Mahatma Gandhi was the primary leader of India’s independence movement and also the architect of a form of non-violent civil disobedience that would influence the world. His life and teachings inspired activists including Martin Luther King Jr. and Nelson Mandela. So, what can we learn from Gandhi’s leadership?

Lead by example

If you want to drive change, you not only need to be able to communicate your ideas, but you actually need to demonstrate them too. Managers and leaders often go to their teams with changes they would like to see in their organisational culture and cannot understand why the change is not taking place. They might have had a company-wide meeting, send out emails and provide KPI targets – but they are always left wondering why change is not happening. You just need to look at the long list of failed digital transformations among businesses for example. The reason for this is simple, it is easy to tell people to change, but to succeed you must show people how to change. As Gandhi said:

“You must be the change you wish to see in the world”

If you are looking to instil change in your employees, you have to be the change you want to see. This means taking responsibility for your own actions and understanding their impact on your team. You have to show that it works and will make things better and then people will buy in to the new way of doing things.

Forgiveness is powerful

The knee-jerk reaction of many people in leadership positions when something goes wrong is to look for someone to blame and punish. But there is one trait that sets truly transformational leaders apart from the run-of-the-mill and this is the ability to forgive. Great leaders understand the power of forgiveness and reconciliation. As Gandhi said:

“An eye for eye only ends up making the whole world blind.”

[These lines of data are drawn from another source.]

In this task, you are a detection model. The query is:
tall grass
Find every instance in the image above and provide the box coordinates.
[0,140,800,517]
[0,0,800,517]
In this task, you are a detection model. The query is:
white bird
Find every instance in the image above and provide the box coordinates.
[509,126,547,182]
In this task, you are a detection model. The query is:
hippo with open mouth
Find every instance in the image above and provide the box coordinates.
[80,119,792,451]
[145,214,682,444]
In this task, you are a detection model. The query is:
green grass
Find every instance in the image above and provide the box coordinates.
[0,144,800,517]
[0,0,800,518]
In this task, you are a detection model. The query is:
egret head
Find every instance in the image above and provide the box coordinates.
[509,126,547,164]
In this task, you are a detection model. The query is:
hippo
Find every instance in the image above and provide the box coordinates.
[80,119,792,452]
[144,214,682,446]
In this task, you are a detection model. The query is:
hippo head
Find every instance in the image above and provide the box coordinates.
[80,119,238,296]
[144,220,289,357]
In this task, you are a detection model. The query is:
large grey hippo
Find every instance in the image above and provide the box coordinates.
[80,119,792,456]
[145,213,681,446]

It is common in corporate culture for many organisations to be risk averse. The culture is often one where you know that if you make a mistake you’re going to be punished in some way. This creates a culture of fear which stifles productivity. But leaders who can tolerate mistakes and see them as learning opportunities, are those who create a great corporate culture. Forgiveness offers people the chance to take risks, to be creative, to learn and to grow. It is also a great way to build loyalty and trust with your team.

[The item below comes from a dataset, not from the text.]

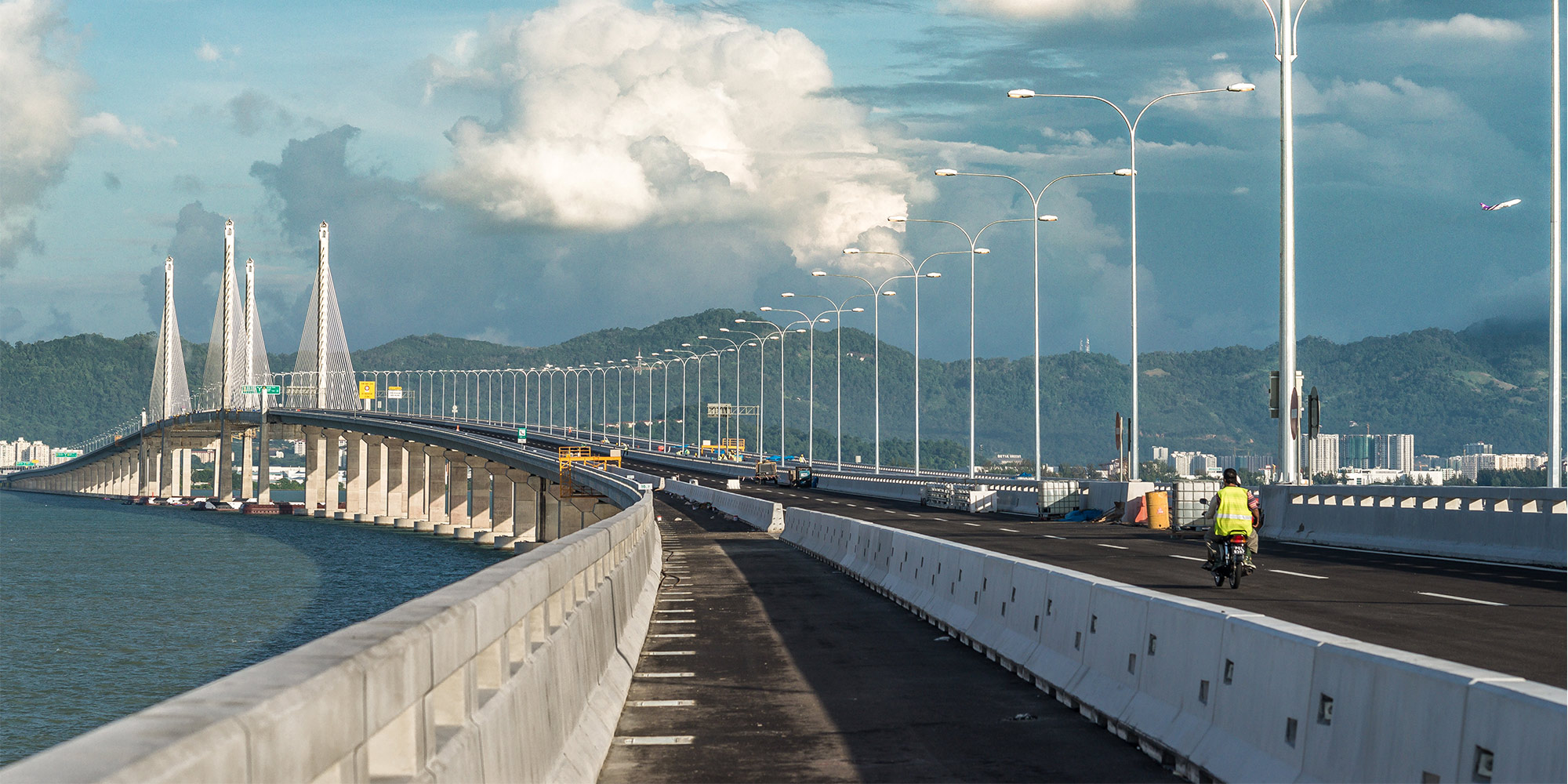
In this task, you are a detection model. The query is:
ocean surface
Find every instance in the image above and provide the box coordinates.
[0,492,510,765]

Disagreement can be productive

In the corporate world there seems to be an ever-growing culture where disagreement is seen as bad. There are many leaders and managers who consider it insubordination for their team to question ways of working. This often even extends through to working relationships with peers where disagreement can often be seen as a conversation stopper. But Gandhi would disagree with this approach. He said:

“Honest disagreement is often a good sign of progress.”

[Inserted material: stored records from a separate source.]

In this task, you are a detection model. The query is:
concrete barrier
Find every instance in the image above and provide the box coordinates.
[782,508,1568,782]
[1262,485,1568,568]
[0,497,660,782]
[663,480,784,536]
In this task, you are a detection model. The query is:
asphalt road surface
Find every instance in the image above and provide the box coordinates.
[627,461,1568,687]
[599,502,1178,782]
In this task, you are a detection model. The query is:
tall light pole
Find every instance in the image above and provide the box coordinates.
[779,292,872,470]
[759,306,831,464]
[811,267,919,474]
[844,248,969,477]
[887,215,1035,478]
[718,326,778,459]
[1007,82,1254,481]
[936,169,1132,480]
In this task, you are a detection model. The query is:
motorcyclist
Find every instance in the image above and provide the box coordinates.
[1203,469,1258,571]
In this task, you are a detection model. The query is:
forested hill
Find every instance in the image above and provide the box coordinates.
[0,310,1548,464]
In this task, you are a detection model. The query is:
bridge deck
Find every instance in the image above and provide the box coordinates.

This has been proven to be true. One of the worst beliefs a leader can have is the belief that anyone in their team who disagrees with them is basically committing an act of insubordination. You very rarely see a successful leader who takes this attitude. They usually end up surrounded by yes men, who just agree with everything even when the ideas are terrible, and their team and the business usually end up stagnating and declining. It is important for a leader to assess disagreement on its merit. This is also one of the benefits of diversity, people from different backgrounds view things from different perspectives and may be able to see something that you cannot. Its important there are people who challenge your ideas, as it will often create a better idea.